The (scalar) parameters A and B are estimated using a maximum likelihood method. The training set for parameter optimization is typically the same as that for the original classifier f. To avoid overfitting to this set, a held-out calibration set or cross-validation can be used, but Platt additionally suggests transforming the labels y to target probabilities

${\displaystyle t_{+}={\frac {N_{+}+1}{N_{+}+2}}}$ for positive samples (y = 1), and

${\displaystyle t_{-}={\frac {1}{N_{-}+2}}}$ for negative samples, y = -1.

Here, N₊ and N₋ are the number of positive and negative samples, resp.
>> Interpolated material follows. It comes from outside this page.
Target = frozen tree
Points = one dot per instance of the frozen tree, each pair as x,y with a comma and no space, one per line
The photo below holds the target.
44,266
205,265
This transformation follows by applying Bayes' rule to a model of out-of-sample data that has a uniform prior over the labels.^[1]

Platt himself suggested using the Levenberg–Marquardt algorithm to optimize the parameters, but a Newton algorithm was later proposed that should be more numerically stable.^[4]
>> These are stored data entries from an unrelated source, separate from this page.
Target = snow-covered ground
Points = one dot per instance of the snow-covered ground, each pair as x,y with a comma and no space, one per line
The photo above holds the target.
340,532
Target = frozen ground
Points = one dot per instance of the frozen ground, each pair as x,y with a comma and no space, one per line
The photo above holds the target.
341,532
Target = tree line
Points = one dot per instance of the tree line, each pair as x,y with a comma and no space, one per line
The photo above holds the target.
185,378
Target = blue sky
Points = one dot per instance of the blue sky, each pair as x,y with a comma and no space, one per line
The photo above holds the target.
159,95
Platt scaling has been shown to be effective for SVMs as well as other types of classification models, including boosted models and even naive Bayes classifiers, which produce distorted probability distributions. It is particularly effective for max-margin methods such as SVMs and boosted trees, which show sigmoidal distortions in their predicted probabilities, but has less of an effect with well-calibrated models such as logistic regression, multilayer perceptrons and random forests.^[2]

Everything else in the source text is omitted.